The Senate Judiciary Committee voted unanimously Thursday to advance the Guidelines for User Age-verification and Responsible Dialogue (GUARD) Act, S.3062, sponsored by Sens. Josh Hawley (R-Mo.) and Richard Blumenthal (D-Conn.), The Hill reported. The bill would prohibit AI companion chatbots for users under 18 and require operators to prevent AI chatbots from exposing minors to sexual or harmful content. The committee held the markup noted in AIPD's April 30th edition. The bill now heads to the Senate floor.
Read at The Hill ↗
The Federal Communications Commission voted unanimously Thursday to advance a proposal that would bar Chinese labs from testing electronic devices destined for the U.S. market, the South China Morning Post reported. The proposal would cover smartphones, cameras and computers, per the report. The article said about 75% of testing for U.S.-bound electronics currently occurs in Chinese labs. The FCC said it plans a faster approval process for devices tested in U.S. labs or labs based in non-risk countries.
Read at South China Morning Post ↗
President Donald Trump signed an executive order Thursday directing federal agencies to treat fixed-price contracts with performance-based consideration as "the default and preferred method of procurement," with cost-reimbursement contracts becoming the exception, FedScoop reported. The order cites a review of fiscal 2024 spending that found roughly $120 billion obligated on cost-reimbursement contracts, where contractors receive profit margins on top of expenses and reimbursement for "allowed incurred costs." The directive said the shift would "advance cost predictability and budget discipline" and lock in "appropriate contractor incentives and accountability." OMB has 45 days from signing to issue agency guidance on implementing the procurement shift, per the EO.
Read at FedScoop ↗
Elon Musk acknowledged on the witness stand Thursday that xAI used distillation techniques on OpenAI models to train Grok, TechCrunch reported. Asked whether xAI used distillation on OpenAI's chatbots and APIs, Musk said it was a general practice among AI companies. When pressed for a yes-or-no answer, he said "Partly." The article noted the distillation conversation has focused on Chinese firms creating open-weight models from U.S. offerings, while American labs are widely assumed to use the techniques on each other. Musk's testimony concluded after a third day on the stand in Musk v. Altman in U.S. District Court in Oakland, California, with Greg Brockman and Musk's adviser Jared Birchall expected to testify next.
Read at TechCrunch ↗ • Read at WSJ ↗
California Gov. Gavin Newsom signed Executive Order N-5-26 directing state agencies to develop new standards governing the procurement and use of artificial intelligence, Morgan Lewis attorneys said in a JD Supra writeup.
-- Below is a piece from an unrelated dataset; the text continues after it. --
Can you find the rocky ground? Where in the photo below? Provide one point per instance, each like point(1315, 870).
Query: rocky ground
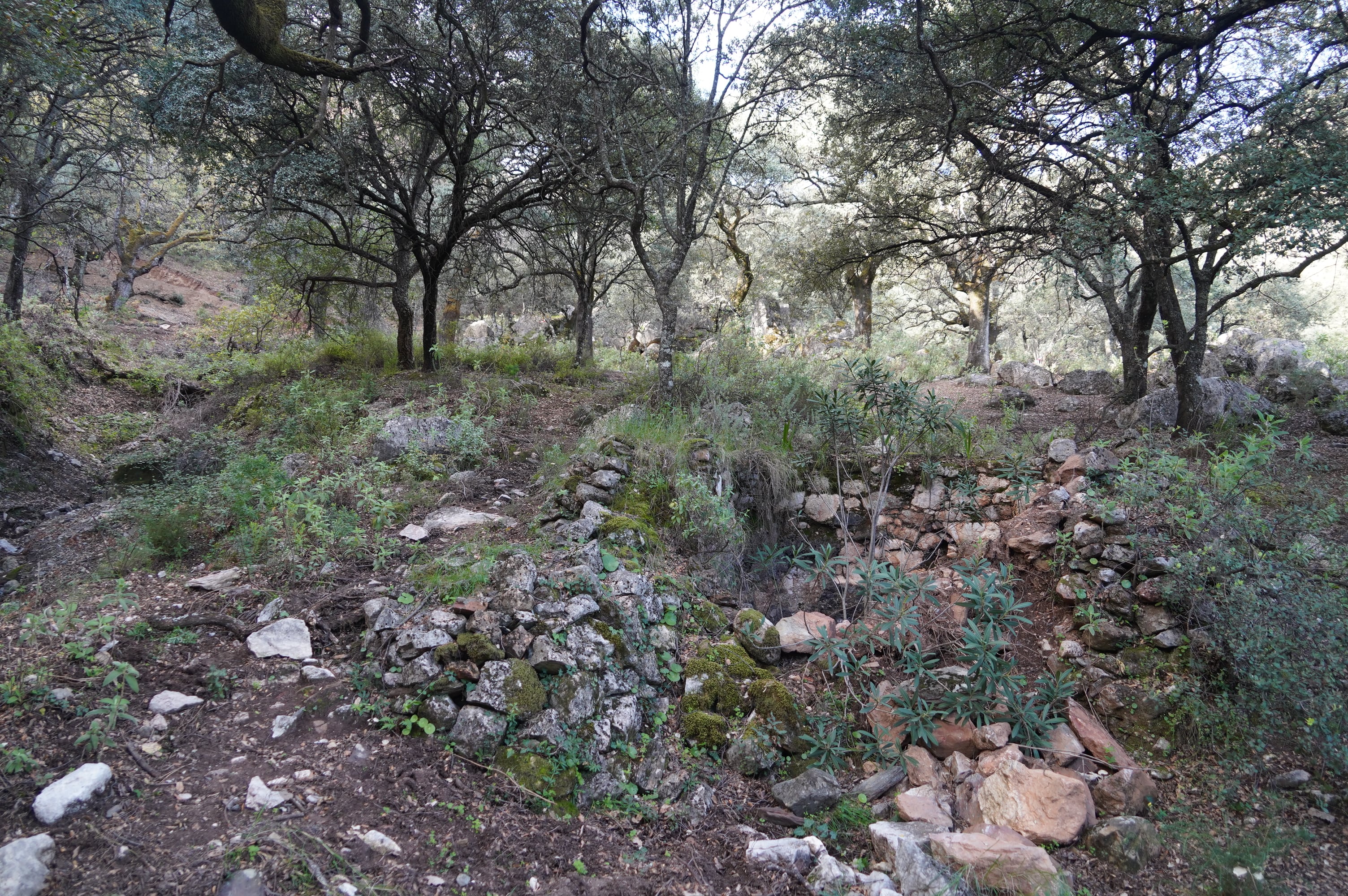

The EO seeks to regulate AI developers and deployers by laying groundwork for additional guardrails on AI companies seeking to do business with the state, per the firm's analysis. Required vendor expectations will include certification, disclosure and risk management. State agencies will draft the procurement standards under the order's mandate.
Read at JD Supra ↗
The Minnesota Senate voted 65-0 Wednesday to pass legislation banning "nudification" apps, which use generative AI to create nonconsensual nude images from photographs of clothed people, The 19th reported. The bill targets the apps themselves, the country's first such prohibition rather than a restriction on the resulting deepfake content. The state House passed the measure last week. The bill now heads to Democratic Gov. Tim Walz for his signature, with advocates expecting him to sign.